The Corinth School District has 150 such students while the Alcorn School District has 25. However, both districts have seen an increase in students who lack the needed English language skills.
Hollie Butler, who is the EL coordinator for the Corinth School District, said when she started with the district about five years ago there were around 80 such students, and now that is getting close to doubling.
Likewise, the Alcorn School District had about 11 of the students a few years ago and now the number has more than doubled to 25.
With the increases, school officials are looking for ways to keep providing these students with the support they need.
This week, school district officials will attend an EL conference in Oxford to develop strategies to further help the students become proficient in English.
The Alcorn School District alone has at least 15 staff and administrators attending the conference, said Brian Phelps, federal programs director.
Corinth EL students receive interventions from certified teachers who help the children develop English language skills, said Butler.
The Alcorn School District also offers several programs to help EL students, including after-school programs for the elementary children.
Classroom teachers also provide additional accommodations to meet those students’ needs.
The students have language service plans customized for their needs since the various EL students come into the districts with different levels of English ability. Moreover, some students may come into the school system at an early age while others may not enroll until they are in high school.
In the spring, the EL students take a test to gauge their abilities in the four areas of reading, writing, listening and speaking. They must score proficient in reading and writing and overall for the other two categories to exit the EL program.
Once they exit, they are monitored for four years during which time their grades are reviewed periodically, and there is also teacher feedback. If the students are not excelling they can be put back into the EL program if they do not score high enough on a state screening.
The Corinth School District has EL students in kindergarten through 12th grade. But most of them — 93 — are in the elementary school. There are 37 at Corinth Middle School and 20 at the high school.

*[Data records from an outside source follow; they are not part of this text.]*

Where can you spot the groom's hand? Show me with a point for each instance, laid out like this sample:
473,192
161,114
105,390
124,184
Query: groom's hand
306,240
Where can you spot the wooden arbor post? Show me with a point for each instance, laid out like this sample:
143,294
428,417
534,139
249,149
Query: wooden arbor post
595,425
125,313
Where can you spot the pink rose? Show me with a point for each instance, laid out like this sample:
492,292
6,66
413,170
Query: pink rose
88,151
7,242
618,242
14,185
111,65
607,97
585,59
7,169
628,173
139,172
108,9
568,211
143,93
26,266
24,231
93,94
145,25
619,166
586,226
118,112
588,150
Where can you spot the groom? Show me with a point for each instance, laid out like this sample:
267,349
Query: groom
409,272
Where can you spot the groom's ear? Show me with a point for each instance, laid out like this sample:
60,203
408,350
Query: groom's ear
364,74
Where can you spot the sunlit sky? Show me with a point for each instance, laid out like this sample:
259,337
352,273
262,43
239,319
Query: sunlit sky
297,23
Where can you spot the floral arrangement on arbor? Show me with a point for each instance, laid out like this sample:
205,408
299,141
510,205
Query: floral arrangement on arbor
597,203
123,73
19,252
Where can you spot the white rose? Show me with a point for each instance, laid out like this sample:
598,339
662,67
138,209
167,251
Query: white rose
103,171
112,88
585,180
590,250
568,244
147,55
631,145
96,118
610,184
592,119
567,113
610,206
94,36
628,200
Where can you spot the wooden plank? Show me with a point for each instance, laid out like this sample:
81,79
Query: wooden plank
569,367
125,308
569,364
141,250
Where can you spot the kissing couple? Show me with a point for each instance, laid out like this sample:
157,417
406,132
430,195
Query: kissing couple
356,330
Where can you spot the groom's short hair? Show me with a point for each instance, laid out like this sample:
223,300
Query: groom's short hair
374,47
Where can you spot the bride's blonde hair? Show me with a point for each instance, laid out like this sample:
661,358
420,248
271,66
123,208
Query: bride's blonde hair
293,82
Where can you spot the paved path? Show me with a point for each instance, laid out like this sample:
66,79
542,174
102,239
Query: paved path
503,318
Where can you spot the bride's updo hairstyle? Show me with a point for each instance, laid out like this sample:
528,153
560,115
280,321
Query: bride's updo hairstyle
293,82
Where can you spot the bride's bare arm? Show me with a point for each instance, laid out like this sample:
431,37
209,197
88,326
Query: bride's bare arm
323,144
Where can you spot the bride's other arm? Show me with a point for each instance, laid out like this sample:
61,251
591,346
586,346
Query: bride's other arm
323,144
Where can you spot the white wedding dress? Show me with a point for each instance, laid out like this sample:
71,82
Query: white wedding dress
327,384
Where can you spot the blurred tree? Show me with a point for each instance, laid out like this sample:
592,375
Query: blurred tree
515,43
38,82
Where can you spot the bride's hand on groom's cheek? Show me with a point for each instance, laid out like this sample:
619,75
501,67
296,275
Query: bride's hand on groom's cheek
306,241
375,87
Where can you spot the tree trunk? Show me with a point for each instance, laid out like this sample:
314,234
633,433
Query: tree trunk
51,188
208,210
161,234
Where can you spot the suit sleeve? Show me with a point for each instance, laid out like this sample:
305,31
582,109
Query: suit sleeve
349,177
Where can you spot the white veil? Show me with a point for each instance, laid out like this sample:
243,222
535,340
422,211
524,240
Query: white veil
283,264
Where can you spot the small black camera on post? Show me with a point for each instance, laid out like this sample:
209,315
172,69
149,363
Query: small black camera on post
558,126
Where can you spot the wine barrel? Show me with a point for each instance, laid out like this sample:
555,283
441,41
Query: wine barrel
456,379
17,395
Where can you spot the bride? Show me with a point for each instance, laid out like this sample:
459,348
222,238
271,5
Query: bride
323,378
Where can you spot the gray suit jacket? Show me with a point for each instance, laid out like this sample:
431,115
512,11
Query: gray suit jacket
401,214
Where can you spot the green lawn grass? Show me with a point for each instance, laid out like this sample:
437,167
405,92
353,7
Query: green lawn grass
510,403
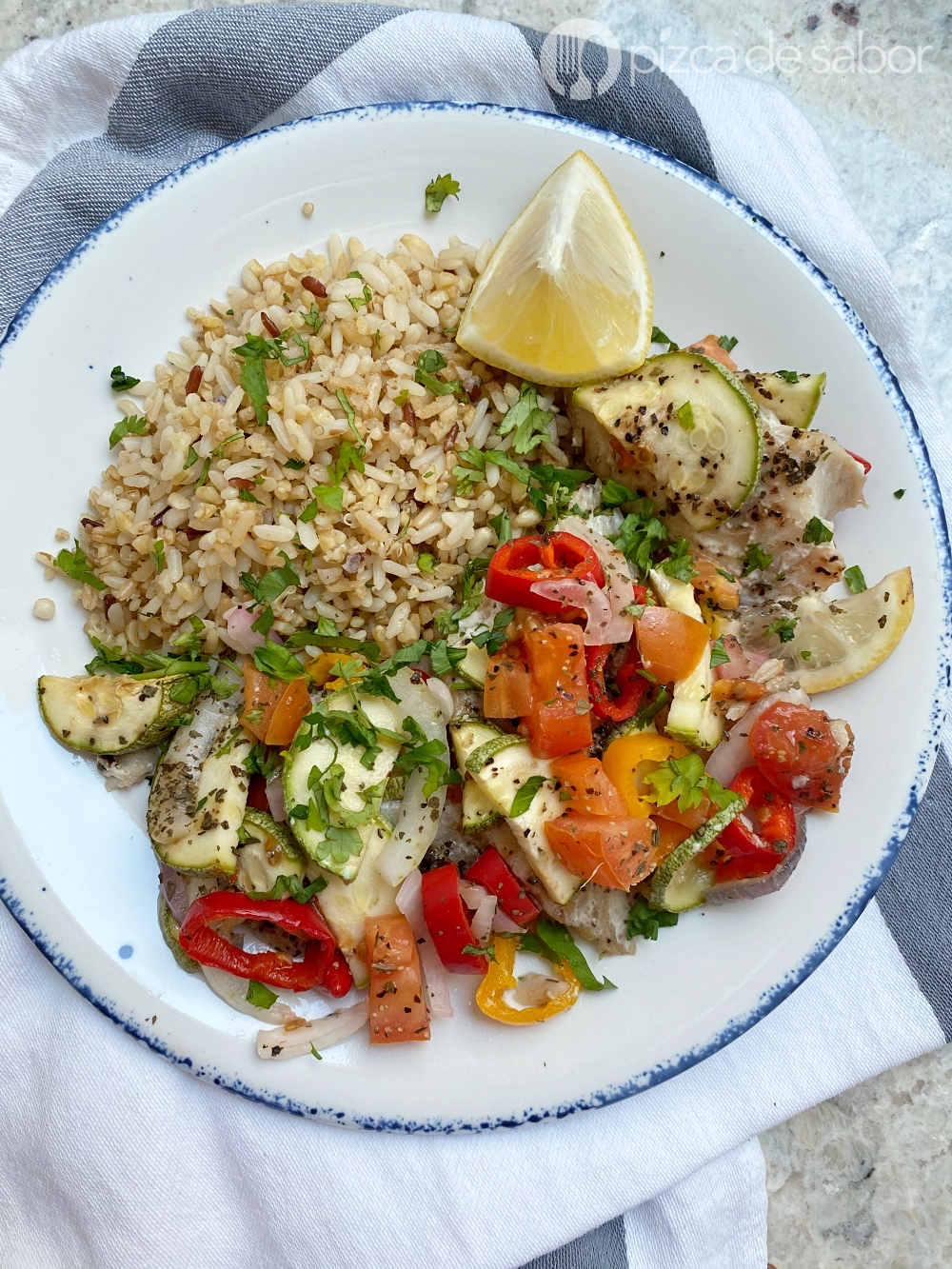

Most of the EL students in the Alcorn School District are also at the elementary level.
The Mississippi Department of Education recommends that EL students exit the program within five years, but school officials stressed that the time line can vary based on the individual backgrounds of the students and the amount of instruction they come to the district with.
The statewide accountability system that assigns school districts grades based on a formula also now factors in the proficiency of EL students, Phelps said.
Statewide, there are about 12,100 EL students, and the EL population is “growing rapidly,” according to the Mississippi Department of Education.